Zakoby McClain

Profile
- Position: Linebacker

Personal information
- Born: March 7, 2000 (age 26) Valdosta, Georgia, U.S.
- Listed height: 6 ft 0 in (1.83 m)
- Listed weight: 230 lb (104 kg)

Career information
- High school: Valdosta
- College: Auburn (2018–2021)
- NFL draft: 2022: undrafted

Career history
- Baltimore Ravens (2022)*; New Orleans Breakers (2023); Saskatchewan Roughriders (2024);
- * Offseason and/or practice squad member only

Awards and highlights
- Second-team All-SEC (2021);

= Zakoby McClain =

American football player (born 2000)

Zakoby McClain (born March 7, 2000) is an American professional football linebacker. He played college football at Auburn.

==Early life==
McClain attended Valdosta High School in Valdosta, Georgia. Coming out of high school, McClain was a 4-star prospect. He was ranked the 13th best outside linebacker prospect and 24th best prospect from the state of Georgia. McClain committed to Auburn over LSU, Tennessee and many other programs.

==College career==
McClain played very little his freshman season.
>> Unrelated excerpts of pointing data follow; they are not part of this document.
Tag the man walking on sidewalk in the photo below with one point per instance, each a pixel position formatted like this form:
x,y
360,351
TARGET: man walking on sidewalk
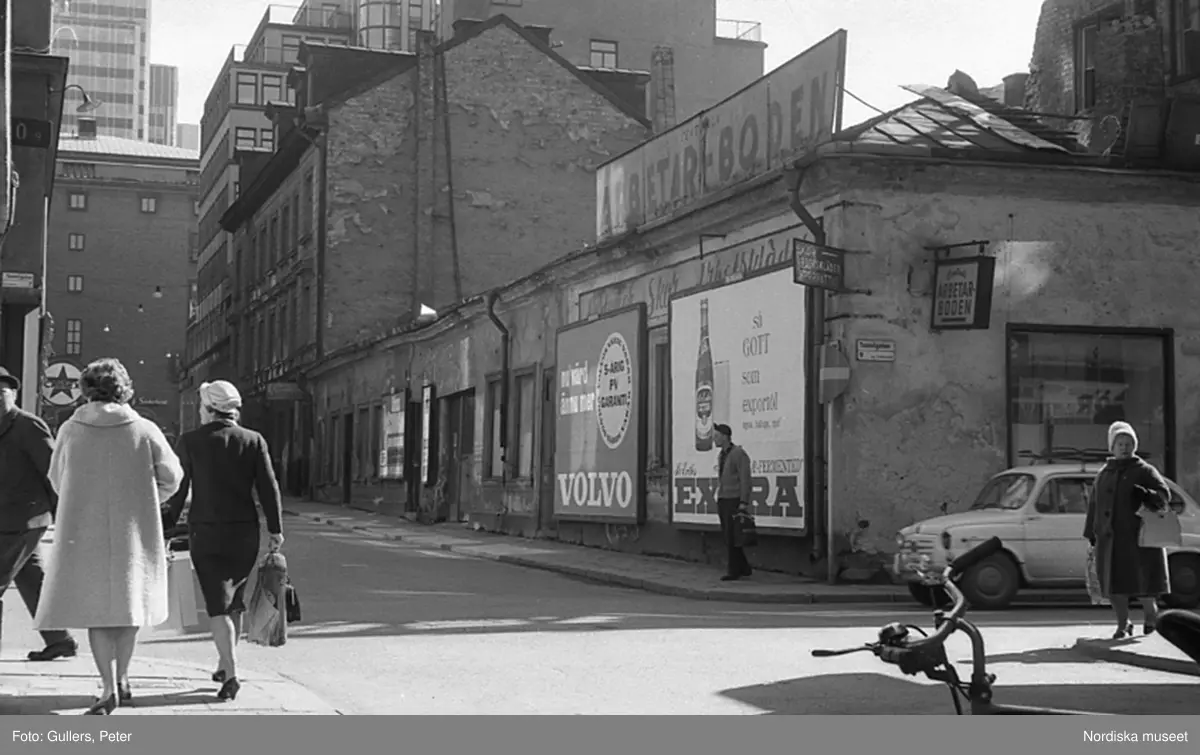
x,y
732,495
27,508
As a sophomore, McClain became a full time starter, and in the 2019 Iron Bowl
against rival Alabama, he had a 99-yard Pick Six that helped propel the Tigers to a 48–45 upset. In his junior season, McClain led the nation in total tackles with 113. In his senior season, McClain was named to the Second-team All-SEC Team. On December 27, McClain announced he would skip Auburn's bowl game and enter the NFL draft.

==Professional career==

Pre-draft measurables
| Height | Weight | Arm length | Hand span | Wingspan | 40-yard dash | 10-yard split | 20-yard split | 20-yard shuttle | Three-cone drill | Vertical jump | Broad jump | Bench press |
| 5 ft 11+3⁄8 in (1.81 m) | 228 lb (103 kg) | 31+3⁄4 in (0.81 m) | 9+1⁄4 in (0.23 m) | 6 ft 3+1⁄4 in (1.91 m) | 4.65 s | 1.63 s | 2.75 s | 4.59 s | 7.40 s | 33.0 in (0.84 m) | 9 ft 9 in (2.97 m) | 21 reps |
All values from NFL Combine/Pro Day

===Baltimore Ravens===
McClain signed with the Baltimore Ravens after going undrafted in the 2022 NFL draft. He was waived on August 30.

===New Orleans Breakers===
McClain signed with the New Orleans Breakers on January 7, 2023. The Breakers folded when the XFL and USFL merged to create the United Football League (UFL).

=== Saskatchewan Roughriders ===
On January 30, 2024, McClain signed with the Saskatchewan Roughriders of the Canadian Football League (CFL). He was released on August 15, 2024.